Business Standard

Truths and myths

A major retrospect­ive of French artist Gérard Garouste invites you into a theatrical and often fantastica­l world,

- writes Veenu Sandhu PHOTOS: DALIP KUMAR ‘Gérard Garouste — The Other Side’ can be viewed at the National Gallery of Modern Art, Delhi till March 29, 2020

I WAS SHY AND HARDLY SPOKE. MY WHOLE PERSONALIT­Y WAS BUILT ON THE FACT THAT I USED TO DRAW

GAROUSTE HAS A PROPENSITY, SOMEWHAT DEVILISH, OF PUTTING FACES OF KNOWN PEOPLE IN HIS PAINTINGS

Pinocchio has aged. But he hasn’t stopped lying, as his long, pointy nose tells us. And somehow, in his story has entered Stéphane Mallarmé’s poem, “A Throw of the Dice”, and also impression­s from Talmudic literature in the form of the wave and the boat that are now playing on a green table at which he is seated. As he looks out at the beholder with a glint in his eye, he seems to say: “Look what I did.” Pinocchio’s face is the face of the man standing before me: Gérard Garouste, the artist behind this curious assemblage.

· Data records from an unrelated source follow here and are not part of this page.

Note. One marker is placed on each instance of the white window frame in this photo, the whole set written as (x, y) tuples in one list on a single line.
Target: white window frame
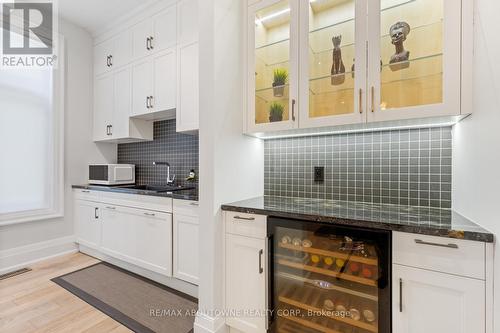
[(56, 210)]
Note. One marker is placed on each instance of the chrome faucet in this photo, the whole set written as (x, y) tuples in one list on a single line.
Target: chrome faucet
[(170, 181)]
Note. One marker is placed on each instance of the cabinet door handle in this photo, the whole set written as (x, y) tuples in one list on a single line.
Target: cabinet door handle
[(449, 245), (373, 99), (360, 100), (244, 218), (261, 270), (400, 295)]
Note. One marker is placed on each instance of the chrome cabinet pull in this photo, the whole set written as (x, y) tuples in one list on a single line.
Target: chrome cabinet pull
[(449, 245), (360, 100), (244, 218), (373, 99), (400, 295), (261, 270)]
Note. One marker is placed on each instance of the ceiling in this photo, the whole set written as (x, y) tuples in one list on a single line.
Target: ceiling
[(93, 15)]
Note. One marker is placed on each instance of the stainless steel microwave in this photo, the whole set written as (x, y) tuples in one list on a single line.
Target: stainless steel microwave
[(111, 174)]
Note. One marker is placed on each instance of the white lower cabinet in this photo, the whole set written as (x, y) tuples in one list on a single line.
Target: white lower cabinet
[(87, 223), (246, 277), (433, 302), (186, 248), (141, 237)]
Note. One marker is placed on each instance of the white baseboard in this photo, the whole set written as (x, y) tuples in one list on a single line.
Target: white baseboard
[(23, 256), (206, 324)]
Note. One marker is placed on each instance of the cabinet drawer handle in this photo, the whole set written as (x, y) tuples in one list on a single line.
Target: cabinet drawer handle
[(450, 245), (360, 100), (261, 270), (244, 218), (400, 295), (373, 99)]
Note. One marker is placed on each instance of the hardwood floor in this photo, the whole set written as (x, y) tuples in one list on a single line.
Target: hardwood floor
[(32, 303)]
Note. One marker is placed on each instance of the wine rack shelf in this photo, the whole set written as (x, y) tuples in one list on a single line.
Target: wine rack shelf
[(345, 320), (328, 272), (333, 254), (310, 324)]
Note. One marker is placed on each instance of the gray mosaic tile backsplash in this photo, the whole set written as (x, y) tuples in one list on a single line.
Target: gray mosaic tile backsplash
[(406, 167), (180, 150)]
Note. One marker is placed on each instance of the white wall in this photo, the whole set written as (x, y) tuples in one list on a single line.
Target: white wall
[(231, 164), (79, 149), (476, 161)]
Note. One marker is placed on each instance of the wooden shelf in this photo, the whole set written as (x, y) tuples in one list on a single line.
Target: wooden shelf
[(345, 320), (327, 272), (326, 253)]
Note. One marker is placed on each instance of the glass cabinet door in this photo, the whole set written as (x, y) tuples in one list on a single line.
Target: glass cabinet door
[(333, 62), (272, 65), (414, 58)]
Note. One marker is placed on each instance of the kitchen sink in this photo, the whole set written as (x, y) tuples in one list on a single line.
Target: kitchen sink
[(155, 188)]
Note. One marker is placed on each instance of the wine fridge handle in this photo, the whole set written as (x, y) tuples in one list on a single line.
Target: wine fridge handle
[(261, 270), (400, 295)]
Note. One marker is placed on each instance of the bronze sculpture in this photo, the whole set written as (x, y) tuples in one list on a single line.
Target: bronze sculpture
[(398, 33), (338, 68)]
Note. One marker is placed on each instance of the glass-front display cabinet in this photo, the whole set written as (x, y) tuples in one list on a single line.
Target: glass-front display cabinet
[(418, 43), (314, 63)]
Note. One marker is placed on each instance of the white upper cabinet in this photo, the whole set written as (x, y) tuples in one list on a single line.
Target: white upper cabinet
[(419, 45), (326, 63), (273, 36), (155, 33)]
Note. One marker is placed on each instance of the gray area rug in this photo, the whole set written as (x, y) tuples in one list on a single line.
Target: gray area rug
[(136, 302)]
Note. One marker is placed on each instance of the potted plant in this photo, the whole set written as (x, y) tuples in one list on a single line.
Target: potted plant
[(279, 81), (276, 112)]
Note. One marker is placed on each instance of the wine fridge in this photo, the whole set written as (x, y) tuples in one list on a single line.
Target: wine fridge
[(328, 279)]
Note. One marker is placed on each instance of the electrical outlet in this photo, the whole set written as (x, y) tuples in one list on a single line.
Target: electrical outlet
[(319, 174)]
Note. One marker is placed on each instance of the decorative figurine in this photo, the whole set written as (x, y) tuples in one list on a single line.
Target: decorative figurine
[(398, 32), (338, 68)]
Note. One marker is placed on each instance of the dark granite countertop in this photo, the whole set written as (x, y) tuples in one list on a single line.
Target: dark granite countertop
[(420, 220), (189, 194)]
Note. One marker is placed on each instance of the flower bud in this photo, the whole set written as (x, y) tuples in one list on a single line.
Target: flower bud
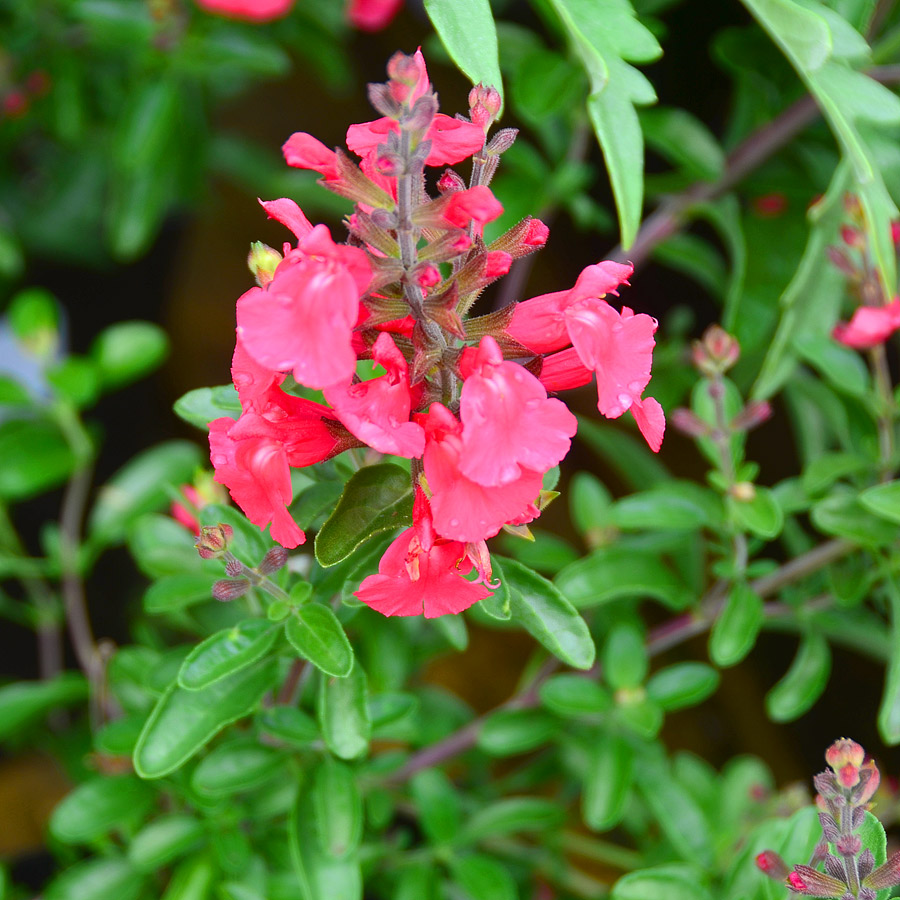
[(262, 262), (212, 542), (716, 352), (228, 589), (273, 561), (484, 105)]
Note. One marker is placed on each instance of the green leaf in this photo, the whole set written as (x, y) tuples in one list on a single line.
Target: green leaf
[(141, 486), (466, 28), (624, 657), (338, 805), (883, 500), (183, 721), (238, 765), (803, 682), (127, 351), (684, 140), (736, 627), (613, 572), (544, 612), (174, 592), (226, 652), (510, 731), (316, 635), (670, 882), (164, 840), (483, 878), (98, 806), (36, 457), (344, 713), (607, 781), (603, 38), (574, 696), (761, 515), (438, 805), (199, 407), (376, 498), (682, 684), (24, 702), (107, 878)]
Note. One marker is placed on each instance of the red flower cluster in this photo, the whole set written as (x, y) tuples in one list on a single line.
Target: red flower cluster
[(464, 398)]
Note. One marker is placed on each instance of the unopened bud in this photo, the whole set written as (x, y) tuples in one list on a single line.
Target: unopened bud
[(273, 561), (772, 865), (227, 589), (212, 542), (716, 352), (262, 262), (484, 105), (450, 181)]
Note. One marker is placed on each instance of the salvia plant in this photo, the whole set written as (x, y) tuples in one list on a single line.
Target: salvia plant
[(389, 483)]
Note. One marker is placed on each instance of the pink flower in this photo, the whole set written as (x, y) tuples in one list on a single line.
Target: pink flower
[(303, 320), (372, 15), (250, 10), (476, 204), (464, 510), (422, 573), (289, 214), (377, 411), (303, 151), (869, 326), (509, 424), (451, 139)]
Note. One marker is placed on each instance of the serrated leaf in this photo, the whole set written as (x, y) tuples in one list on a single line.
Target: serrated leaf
[(183, 721), (544, 612), (376, 498), (317, 635), (226, 652), (466, 28)]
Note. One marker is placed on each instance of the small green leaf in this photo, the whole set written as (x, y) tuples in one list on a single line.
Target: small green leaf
[(24, 702), (803, 682), (624, 657), (682, 684), (316, 635), (98, 806), (734, 631), (510, 731), (607, 781), (510, 816), (127, 351), (141, 486), (239, 765), (438, 804), (199, 407), (338, 805), (883, 500), (226, 652), (376, 498), (544, 612), (164, 840), (573, 696), (466, 28), (344, 713), (183, 721)]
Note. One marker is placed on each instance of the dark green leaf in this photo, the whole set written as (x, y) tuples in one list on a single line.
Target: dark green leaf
[(98, 806), (541, 609), (344, 714), (803, 682), (183, 721), (376, 498), (226, 652)]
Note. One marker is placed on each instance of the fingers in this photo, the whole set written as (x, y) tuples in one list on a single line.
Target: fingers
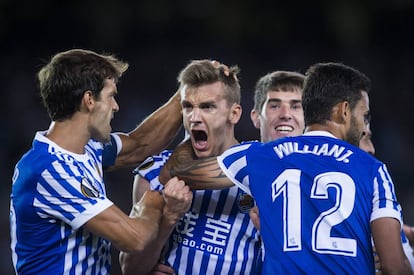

It is difficult to describe Garouste. He is an interprete­r of stories and texts, religious, classical, mythical. He is an interprete­r of interpreta­tions. A painter, a sculptor, a thinker, a philosophe­r, a playful imp and a creator of often fantastica­l works. He is counted as one of the leading figures in French art, and what we have here is the biggest exhibition of his work outside Europe: about 50 paintings that span nearly 40 years of his artistic life, from 1980 to 2019.

Drawing from Christian and Hebrew texts and cultures, literary greats such as Dante, Cervantes, Goethe and Kafka, and his own experience­s, Garouste has created a mammoth, complex and thoroughly enjoyable body of work, largely in oil.

The title of his retrospect­ive, “Gérard Garouste — The Other Side”, which is showing at the National Gallery of Modern Art (NGMA) in New Delhi, comes from a work he created in 1999-2000. “It’s a theme I often use,” says Garouste, who was born in 1946 and lives and works in Paris and Normandy. The painting depicts a largerthan-life figure standing on one bank of a river with his fingertips touching the other. “The bridge creates both a link and a distance, a new point of view when we cross it, if only to see the side from which we came,” reads its descriptio­n.

In Jewish philosophy, Garouste explains, the idea of going to the other bank is fundamenta­l. It’s about crossing over to look for your destiny. The idea was fundamenta­l at a personal level too “because the beginning of my own life, the early years, was such a disaster,” he says.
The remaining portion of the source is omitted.